Processed 10/1000 examples - Correct: 5.169047713279724
Processed 20/1000 examples - Correct: 12.096825487911701
Processed 30/1000 examples - Correct: 20.203968413174152
Processed 40/1000 examples - Correct: 26.192857317626476
Processed 50/1000 examples - Correct: 33.492857329547405
Processed 60/1000 examples - Correct: 39.39047644287348
Processed 70/1000 examples - Correct: 46.434920974075794
Processed 80/1000 examples - Correct: 52.98015909641981
Processed 90/1000 examples - Correct: 60.33015915006399
Processed 100/1000 examples - Correct: 68.95873060077429
Processed 110/1000 examples - Correct: 77.44920682162046
Processed 120/1000 examples - Correct: 86.34920685738325
Processed 130/1000 examples - Correct: 94.26587354391813
Processed 140/1000 examples - Correct: 101.32301642745733
Processed 150/1000 examples - Correct: 108.48968317359686
Processed 160/1000 examples - Correct: 117.08968322724104
Processed 170/1000 examples - Correct: 123.8896832242608
Processed 180/1000 examples - Co

**Task 7: Write a function, where I can input a word (as a string) with its inflection features, and it outputs the models prediction as a string! (3P)**

In [23]:
def model_prediction_as_word(input_str, inflection_features, model, tokenizer):
    # 입력 단어와 변형 특징을 결합
    input_text = f"{input_str} {inflection_features}"

    # 입력 텍스트를 토큰화
    input_ids = tokenizer(input_text, return_tensors='pt').input_ids.to(device)

    # 훈련된 모델을 사용하여 텍스트 생성
    outputs = model.generate(input_ids, max_length=50)  # 필요에 따라 max_length 조절

    # 생성된 텍스트 디코딩 및 반환
    generated_text = tokenizer.decode(outputs[0], skip_special_tokens=True)
    return generated_text

**Task 8: Examine the model errors.
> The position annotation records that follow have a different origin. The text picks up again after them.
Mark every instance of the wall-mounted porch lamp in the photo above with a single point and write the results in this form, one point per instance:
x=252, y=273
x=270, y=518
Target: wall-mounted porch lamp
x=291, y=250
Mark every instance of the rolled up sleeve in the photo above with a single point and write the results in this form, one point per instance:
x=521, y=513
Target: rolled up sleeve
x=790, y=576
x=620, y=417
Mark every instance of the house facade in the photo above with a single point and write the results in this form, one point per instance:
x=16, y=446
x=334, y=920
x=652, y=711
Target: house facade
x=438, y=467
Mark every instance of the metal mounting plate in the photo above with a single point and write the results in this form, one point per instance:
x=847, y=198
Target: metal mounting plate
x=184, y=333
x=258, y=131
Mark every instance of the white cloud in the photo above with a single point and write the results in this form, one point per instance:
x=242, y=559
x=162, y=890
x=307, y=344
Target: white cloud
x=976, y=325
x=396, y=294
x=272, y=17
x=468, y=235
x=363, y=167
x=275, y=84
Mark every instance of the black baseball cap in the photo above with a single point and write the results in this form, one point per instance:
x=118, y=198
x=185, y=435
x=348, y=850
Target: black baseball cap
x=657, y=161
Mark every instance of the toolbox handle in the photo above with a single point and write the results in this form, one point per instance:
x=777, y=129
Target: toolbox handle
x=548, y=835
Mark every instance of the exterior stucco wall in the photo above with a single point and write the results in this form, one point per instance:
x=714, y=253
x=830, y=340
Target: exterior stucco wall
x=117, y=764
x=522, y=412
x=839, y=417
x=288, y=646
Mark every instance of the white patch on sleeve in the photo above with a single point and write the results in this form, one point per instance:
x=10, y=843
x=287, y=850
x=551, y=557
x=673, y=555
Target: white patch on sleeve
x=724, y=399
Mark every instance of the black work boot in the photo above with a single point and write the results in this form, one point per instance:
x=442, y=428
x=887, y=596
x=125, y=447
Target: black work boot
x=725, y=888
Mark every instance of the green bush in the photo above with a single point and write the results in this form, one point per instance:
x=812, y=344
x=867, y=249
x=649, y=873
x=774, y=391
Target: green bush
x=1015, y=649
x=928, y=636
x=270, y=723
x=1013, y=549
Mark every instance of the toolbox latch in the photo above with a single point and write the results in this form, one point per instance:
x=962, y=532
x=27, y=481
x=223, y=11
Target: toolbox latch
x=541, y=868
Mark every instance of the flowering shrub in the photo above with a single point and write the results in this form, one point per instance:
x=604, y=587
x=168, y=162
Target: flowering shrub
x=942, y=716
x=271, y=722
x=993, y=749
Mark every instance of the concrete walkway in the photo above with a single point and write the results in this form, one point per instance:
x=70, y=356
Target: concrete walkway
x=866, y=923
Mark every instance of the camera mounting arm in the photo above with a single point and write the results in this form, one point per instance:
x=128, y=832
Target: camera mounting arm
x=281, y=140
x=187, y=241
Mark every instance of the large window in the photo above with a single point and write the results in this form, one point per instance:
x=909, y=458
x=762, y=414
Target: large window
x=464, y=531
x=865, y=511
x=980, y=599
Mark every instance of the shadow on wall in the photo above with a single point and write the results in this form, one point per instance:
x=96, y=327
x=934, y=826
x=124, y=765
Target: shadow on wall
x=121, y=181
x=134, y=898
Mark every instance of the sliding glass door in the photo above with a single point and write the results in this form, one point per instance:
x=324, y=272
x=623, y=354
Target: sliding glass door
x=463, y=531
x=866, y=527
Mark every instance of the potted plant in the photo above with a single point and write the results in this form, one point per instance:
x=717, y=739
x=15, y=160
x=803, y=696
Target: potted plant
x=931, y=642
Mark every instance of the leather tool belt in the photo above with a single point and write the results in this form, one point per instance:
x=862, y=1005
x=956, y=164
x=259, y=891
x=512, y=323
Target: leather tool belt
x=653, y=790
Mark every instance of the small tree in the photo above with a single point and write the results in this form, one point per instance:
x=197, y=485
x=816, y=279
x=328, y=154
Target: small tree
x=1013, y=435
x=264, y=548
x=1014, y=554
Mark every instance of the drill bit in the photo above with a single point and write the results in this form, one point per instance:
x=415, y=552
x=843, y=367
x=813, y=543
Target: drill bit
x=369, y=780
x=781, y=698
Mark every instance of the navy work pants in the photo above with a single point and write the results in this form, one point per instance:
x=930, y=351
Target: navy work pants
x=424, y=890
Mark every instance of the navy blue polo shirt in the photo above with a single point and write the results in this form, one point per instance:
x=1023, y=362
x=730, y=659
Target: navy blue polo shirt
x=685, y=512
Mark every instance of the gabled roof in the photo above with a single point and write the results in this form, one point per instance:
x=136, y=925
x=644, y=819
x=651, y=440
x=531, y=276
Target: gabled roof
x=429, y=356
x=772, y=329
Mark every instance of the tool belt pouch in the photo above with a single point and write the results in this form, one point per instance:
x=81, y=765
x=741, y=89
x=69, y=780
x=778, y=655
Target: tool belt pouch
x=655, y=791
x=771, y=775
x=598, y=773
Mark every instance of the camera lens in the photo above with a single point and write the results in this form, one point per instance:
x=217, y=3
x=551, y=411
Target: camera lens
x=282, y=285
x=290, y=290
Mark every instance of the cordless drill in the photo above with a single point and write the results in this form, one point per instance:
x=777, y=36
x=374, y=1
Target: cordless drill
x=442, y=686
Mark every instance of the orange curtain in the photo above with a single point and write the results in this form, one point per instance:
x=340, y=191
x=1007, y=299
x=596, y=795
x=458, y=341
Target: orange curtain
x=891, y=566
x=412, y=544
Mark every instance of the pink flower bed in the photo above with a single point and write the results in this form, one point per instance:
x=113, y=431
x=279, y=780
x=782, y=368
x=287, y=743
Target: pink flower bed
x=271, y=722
What is your hypothesis for why the model is not perfect? (2P)**

A simple reason for the model's suboptimal performance could be the insufficiency of training data. Although there were 1000 examples, language, being complex, might require a more substantial dataset for effective learning. Additionally, considering the intricacies of language phenomena, especially with respect to special vocabulary or inflections, it's likely that the tokenizer couldn't comprehend and handle them perfectly. This limitation in understanding intricate linguistic elements could contribute to the lower accuracy observed.